United States shareholders are cautioned that the requirements and terminology of NI 43-101 and the CIM Standards differ significantly from the requirements and terminology of the SEC set forth in the SEC's Industry Guide 7 ("SEC Industry Guide 7"). Accordingly, the Company's disclosures regarding mineralization may not be comparable to similar information disclosed by companies subject to SEC Industry Guide 7. Without limiting the foregoing, while the terms "mineral resources", "inferred mineral resources", "indicated mineral resources" and "measured mineral resources" are recognized and required by NI 43-101 and the CIM Standards, they are not recognized by the SEC and are not permitted to be used in documents filed with the SEC by companies subject to SEC Industry Guide 7. Mineral resources which are not mineral reserves do not have demonstrated economic viability, and US investors are cautioned not to assume that all or any part of a mineral resource will ever be converted into reserves. Further, inferred resources have a great amount of uncertainty as to their existence and as to whether they can be mined legally or economically. It cannot be assumed that all or any part of the inferred resources will ever be upgraded to a higher resource category. Under Canadian rules, estimates of inferred mineral resources may not form the basis of a feasibility study or prefeasibility study, except in rare cases. The SEC normally only permits issuers to report mineralization that does not constitute SEC Industry Guide 7 compliant "reserves" as in-place tonnage and grade without reference to unit amounts.

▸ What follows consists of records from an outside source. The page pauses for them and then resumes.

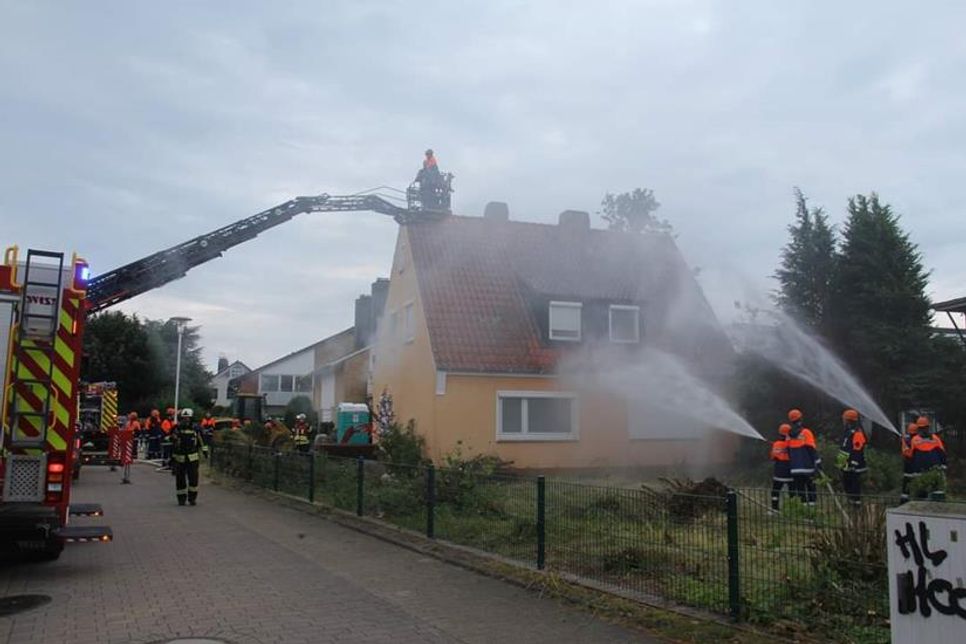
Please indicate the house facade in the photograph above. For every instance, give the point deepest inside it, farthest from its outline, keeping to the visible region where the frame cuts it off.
(493, 328)
(219, 383)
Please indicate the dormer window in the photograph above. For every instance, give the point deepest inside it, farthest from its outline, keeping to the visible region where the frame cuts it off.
(565, 321)
(625, 324)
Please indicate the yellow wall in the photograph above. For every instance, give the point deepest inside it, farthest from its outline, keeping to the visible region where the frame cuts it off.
(467, 411)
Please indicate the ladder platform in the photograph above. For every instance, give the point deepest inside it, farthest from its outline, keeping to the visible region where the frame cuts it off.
(86, 510)
(85, 533)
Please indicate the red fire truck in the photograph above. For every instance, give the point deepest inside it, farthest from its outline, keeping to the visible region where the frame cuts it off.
(42, 309)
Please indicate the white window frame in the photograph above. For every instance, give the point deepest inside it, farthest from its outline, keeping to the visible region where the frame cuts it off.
(261, 382)
(580, 324)
(523, 435)
(637, 320)
(409, 321)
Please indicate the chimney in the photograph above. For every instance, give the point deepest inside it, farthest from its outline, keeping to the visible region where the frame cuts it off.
(363, 330)
(380, 292)
(496, 211)
(577, 221)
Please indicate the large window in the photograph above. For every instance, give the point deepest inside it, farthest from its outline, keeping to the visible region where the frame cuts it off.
(625, 326)
(536, 415)
(269, 382)
(303, 384)
(565, 321)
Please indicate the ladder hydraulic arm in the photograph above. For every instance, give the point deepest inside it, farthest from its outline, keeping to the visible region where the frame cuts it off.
(168, 265)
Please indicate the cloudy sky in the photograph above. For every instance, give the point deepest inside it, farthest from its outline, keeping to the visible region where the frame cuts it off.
(128, 127)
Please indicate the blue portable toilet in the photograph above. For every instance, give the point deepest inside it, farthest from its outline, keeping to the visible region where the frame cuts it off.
(352, 424)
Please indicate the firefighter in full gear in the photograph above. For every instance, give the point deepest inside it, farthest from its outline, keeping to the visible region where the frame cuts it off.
(851, 456)
(207, 429)
(300, 434)
(907, 473)
(926, 449)
(187, 448)
(168, 425)
(782, 475)
(803, 458)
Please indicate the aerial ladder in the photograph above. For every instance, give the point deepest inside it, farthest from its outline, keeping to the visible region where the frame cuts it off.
(422, 204)
(44, 302)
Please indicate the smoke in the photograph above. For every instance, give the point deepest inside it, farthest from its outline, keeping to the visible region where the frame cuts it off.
(784, 344)
(665, 399)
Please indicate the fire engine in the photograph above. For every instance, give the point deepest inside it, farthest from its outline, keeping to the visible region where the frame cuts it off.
(43, 304)
(42, 308)
(97, 422)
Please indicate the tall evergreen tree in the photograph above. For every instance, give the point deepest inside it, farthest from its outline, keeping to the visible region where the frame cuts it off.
(880, 314)
(807, 265)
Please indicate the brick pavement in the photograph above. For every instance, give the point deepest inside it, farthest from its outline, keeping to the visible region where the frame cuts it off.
(245, 570)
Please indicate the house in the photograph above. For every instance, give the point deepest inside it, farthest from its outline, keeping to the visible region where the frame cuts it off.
(486, 319)
(332, 370)
(219, 382)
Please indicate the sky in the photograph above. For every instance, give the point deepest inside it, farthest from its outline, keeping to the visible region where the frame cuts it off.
(131, 126)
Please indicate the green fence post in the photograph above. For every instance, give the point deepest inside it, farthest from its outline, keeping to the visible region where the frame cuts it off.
(734, 579)
(360, 484)
(541, 522)
(277, 454)
(431, 501)
(311, 477)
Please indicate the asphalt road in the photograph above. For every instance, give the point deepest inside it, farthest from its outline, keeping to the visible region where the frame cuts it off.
(242, 569)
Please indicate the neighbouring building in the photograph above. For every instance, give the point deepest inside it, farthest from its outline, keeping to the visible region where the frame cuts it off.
(220, 394)
(330, 371)
(481, 312)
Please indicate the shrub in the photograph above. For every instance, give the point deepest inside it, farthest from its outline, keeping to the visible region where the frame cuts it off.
(402, 446)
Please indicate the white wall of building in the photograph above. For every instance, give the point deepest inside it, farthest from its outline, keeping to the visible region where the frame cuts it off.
(286, 379)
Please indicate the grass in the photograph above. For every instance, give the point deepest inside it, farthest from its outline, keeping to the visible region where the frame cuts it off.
(793, 577)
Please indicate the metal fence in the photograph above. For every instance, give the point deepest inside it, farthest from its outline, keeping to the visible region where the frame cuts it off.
(821, 568)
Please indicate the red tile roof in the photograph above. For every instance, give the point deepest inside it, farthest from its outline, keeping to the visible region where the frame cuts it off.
(478, 279)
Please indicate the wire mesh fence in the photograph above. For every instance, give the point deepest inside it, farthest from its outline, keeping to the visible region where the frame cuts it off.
(822, 567)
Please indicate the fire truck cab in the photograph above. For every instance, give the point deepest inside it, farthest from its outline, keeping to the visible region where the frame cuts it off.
(42, 309)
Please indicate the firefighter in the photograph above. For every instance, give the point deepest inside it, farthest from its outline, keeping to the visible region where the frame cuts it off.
(207, 429)
(851, 456)
(907, 472)
(300, 434)
(168, 425)
(187, 449)
(154, 434)
(782, 475)
(803, 458)
(126, 438)
(429, 179)
(926, 449)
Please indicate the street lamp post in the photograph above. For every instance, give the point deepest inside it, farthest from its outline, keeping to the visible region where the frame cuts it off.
(180, 323)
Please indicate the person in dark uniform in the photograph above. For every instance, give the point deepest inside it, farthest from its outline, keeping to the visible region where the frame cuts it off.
(187, 448)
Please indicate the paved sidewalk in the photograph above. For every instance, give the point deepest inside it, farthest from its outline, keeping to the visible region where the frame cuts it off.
(245, 570)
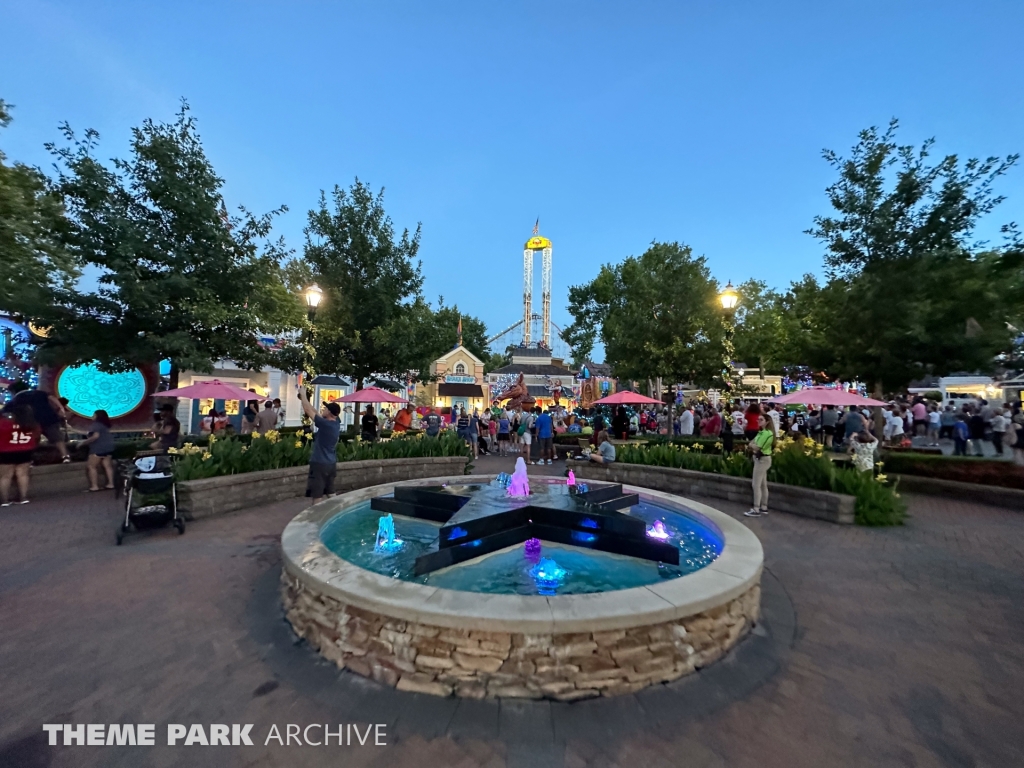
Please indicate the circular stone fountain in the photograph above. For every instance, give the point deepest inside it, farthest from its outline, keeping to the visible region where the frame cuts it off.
(464, 590)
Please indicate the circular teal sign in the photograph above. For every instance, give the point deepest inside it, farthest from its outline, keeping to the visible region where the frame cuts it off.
(88, 389)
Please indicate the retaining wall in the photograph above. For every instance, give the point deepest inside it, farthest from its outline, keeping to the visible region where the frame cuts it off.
(215, 496)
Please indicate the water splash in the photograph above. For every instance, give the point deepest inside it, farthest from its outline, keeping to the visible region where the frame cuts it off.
(657, 530)
(519, 485)
(531, 549)
(386, 542)
(548, 576)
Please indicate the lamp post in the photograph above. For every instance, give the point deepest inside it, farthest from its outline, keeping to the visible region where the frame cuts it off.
(728, 299)
(313, 296)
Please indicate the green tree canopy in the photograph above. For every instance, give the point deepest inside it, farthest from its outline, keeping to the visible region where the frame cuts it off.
(656, 314)
(177, 278)
(908, 295)
(374, 320)
(36, 263)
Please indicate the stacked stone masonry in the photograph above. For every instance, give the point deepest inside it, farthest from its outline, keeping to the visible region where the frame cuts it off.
(477, 664)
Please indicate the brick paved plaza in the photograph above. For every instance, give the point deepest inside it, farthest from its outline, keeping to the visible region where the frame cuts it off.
(880, 647)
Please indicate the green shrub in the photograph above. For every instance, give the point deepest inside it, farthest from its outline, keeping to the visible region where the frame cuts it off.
(794, 464)
(274, 451)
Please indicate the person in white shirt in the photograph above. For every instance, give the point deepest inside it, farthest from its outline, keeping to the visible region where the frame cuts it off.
(686, 422)
(999, 424)
(934, 425)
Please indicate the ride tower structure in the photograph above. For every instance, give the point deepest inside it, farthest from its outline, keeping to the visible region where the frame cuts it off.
(537, 244)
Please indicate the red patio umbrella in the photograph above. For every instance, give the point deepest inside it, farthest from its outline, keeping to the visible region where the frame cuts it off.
(627, 398)
(371, 394)
(215, 389)
(824, 396)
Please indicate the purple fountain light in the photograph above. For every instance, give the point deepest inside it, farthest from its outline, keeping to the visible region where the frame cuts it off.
(531, 549)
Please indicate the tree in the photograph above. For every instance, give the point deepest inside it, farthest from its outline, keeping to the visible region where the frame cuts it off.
(761, 327)
(907, 295)
(177, 278)
(36, 263)
(374, 320)
(656, 315)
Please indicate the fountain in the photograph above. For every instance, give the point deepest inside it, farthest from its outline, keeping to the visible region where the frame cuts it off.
(519, 485)
(531, 549)
(600, 563)
(657, 530)
(386, 542)
(548, 574)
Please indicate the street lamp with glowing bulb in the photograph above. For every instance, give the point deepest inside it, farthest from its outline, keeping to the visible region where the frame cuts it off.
(313, 296)
(729, 298)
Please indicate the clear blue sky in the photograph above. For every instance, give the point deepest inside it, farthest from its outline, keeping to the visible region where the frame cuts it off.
(615, 123)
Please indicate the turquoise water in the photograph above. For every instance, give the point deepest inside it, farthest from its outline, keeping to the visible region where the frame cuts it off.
(351, 534)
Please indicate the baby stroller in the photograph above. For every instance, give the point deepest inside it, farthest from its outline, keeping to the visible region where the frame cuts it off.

In addition, the NI 43-101 and CIM Standards definition of a "reserve" differs from the definition in SEC Industry Guide 7. In SEC Industry Guide 7, a mineral reserve is defined as a part of a mineral deposit which could be economically and legally extracted or produced at the time the mineral reserve determination is made, and a "final" or "bankable" feasibility study is required to report reserves, the three-year historical price is used in any reserve or cash flow analysis of designated reserves and the primary environmental analysis or report must be filed with the appropriate governmental authority.